Ich denke vor allem an die Jungen, Mädchen und Frauen, die der Prostitution und dem Menschenhandel ausgesetzt sind und in ihrer ureigentlichen Würde gedemütigt werden; ich denke an die jungen Sklaven der Drogenabhängigkeit und Sinnlosigkeit, was am Ende ihren Blick vernebelt und ihre Träume versengt; ich denke an die Migranten, die ihre Häuser und Familien verloren haben, und an so viele andere, die sich wie sie vergessen, verwaist, verlassen fühlen, und »ohne die Kraft, das Licht und den Trost der Freundschaft mit Jesus Christus leben, ohne eine Glaubensgemeinschaft, die sie aufnimmt, ohne einen Horizont von Sinn und Leben« (Apostolisches Schreiben Evangelii gaudium, 49). Ich denke an die ausgebeuteten Fischer, an die Bettler, die niemand beachtet.
Sie alle sind Teil unserer Familie, sie sind unsere Mütter und unsere Brüder und Schwestern; wir wollen unseren Gemeinschaften ihre Gesichter, ihre Wunden, ihr Lächeln, ihr Leben nicht vorenthalten; und wir wollen ihren Wunden und Verletzungen auch nicht die barmherzige Salbung der Liebe Gottes vorenthalten. Der missionarische Jünger weiß, dass Evangelisierung nicht bedeutet, Mitgliederzahlen zu erhöhen oder mächtig zu erscheinen, sondern Türen zu öffnen, um die barmherzige und heilende Umarmung Gottes des Vaters miteinander zu erleben, der uns zu einer Familie macht.

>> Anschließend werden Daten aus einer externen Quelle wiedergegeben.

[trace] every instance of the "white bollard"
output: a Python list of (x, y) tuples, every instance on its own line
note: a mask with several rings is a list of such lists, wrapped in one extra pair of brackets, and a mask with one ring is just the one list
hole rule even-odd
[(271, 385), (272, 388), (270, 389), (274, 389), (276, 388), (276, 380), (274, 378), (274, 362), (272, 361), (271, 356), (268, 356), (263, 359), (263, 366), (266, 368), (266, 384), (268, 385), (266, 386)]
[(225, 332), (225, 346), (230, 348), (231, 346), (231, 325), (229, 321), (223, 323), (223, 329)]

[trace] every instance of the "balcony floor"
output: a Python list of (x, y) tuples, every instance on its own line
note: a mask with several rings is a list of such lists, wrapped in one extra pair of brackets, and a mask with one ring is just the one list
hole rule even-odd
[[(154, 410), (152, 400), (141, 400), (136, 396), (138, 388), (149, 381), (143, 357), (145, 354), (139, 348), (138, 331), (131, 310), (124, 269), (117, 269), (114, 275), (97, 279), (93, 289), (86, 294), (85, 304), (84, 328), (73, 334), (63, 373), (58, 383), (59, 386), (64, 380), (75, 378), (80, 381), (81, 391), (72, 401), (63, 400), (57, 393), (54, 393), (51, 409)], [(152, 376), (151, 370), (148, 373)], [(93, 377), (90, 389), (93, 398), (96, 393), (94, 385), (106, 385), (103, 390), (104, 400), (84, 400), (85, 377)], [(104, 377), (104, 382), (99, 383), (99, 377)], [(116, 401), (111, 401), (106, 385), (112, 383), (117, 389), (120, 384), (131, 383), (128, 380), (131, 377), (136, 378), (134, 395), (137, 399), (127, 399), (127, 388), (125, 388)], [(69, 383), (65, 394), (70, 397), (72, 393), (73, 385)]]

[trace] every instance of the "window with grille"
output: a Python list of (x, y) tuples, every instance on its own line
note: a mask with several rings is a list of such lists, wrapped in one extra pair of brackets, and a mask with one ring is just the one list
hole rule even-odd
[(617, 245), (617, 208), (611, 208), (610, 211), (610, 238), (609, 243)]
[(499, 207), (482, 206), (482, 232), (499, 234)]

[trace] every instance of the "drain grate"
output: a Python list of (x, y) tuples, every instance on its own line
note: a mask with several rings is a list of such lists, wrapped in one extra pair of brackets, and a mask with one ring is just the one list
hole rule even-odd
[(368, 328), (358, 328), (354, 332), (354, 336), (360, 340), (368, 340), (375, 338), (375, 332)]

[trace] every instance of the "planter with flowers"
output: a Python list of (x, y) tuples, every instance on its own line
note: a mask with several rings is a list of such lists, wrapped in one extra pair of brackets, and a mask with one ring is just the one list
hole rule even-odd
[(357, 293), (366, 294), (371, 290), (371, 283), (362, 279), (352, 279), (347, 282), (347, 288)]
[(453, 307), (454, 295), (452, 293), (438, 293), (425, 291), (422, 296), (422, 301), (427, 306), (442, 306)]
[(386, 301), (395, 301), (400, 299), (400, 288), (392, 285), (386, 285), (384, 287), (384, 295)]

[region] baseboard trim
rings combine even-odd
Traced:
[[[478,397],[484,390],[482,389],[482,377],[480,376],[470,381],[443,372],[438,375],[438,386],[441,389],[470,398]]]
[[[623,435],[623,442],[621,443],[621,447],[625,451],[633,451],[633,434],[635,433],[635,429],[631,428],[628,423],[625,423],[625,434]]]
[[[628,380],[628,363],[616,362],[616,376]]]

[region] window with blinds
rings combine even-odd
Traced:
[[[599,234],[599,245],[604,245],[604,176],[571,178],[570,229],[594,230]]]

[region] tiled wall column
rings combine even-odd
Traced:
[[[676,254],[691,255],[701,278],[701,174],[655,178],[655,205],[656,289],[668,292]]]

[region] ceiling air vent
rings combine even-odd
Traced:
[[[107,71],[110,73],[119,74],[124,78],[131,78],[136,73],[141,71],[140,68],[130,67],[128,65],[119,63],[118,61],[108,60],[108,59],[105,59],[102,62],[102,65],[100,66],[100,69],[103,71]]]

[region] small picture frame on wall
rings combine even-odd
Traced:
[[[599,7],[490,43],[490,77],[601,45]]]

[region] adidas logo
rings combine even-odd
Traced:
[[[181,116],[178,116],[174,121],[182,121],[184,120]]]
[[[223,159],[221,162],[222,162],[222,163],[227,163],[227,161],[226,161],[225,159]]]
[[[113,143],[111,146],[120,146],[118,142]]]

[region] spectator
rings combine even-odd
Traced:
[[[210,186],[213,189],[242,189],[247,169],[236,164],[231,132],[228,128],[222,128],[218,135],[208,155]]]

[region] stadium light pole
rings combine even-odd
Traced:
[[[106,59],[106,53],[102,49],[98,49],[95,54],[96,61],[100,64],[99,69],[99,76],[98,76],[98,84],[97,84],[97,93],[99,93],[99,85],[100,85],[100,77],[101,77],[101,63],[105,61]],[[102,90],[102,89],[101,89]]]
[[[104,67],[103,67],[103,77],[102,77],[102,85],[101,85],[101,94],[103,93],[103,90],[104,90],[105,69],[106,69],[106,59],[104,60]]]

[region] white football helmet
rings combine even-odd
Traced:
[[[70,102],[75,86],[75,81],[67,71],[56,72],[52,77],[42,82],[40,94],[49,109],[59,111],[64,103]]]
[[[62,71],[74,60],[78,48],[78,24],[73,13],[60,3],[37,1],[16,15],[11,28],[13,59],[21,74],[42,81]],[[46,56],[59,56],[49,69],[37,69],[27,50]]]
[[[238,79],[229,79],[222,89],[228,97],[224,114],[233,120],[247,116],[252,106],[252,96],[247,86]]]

Liebe Gemeinden in Thailand, lasst uns auf den Spuren der ersten Missionare weiter voranschreiten, um all die Gesichter von Müttern, Vätern, Brüdern und Schwestern zu finden, zu entdecken und freudig zu erkennen, die der Herr uns schenken will und die bei unserem sonntäglichen Mahl fehlen.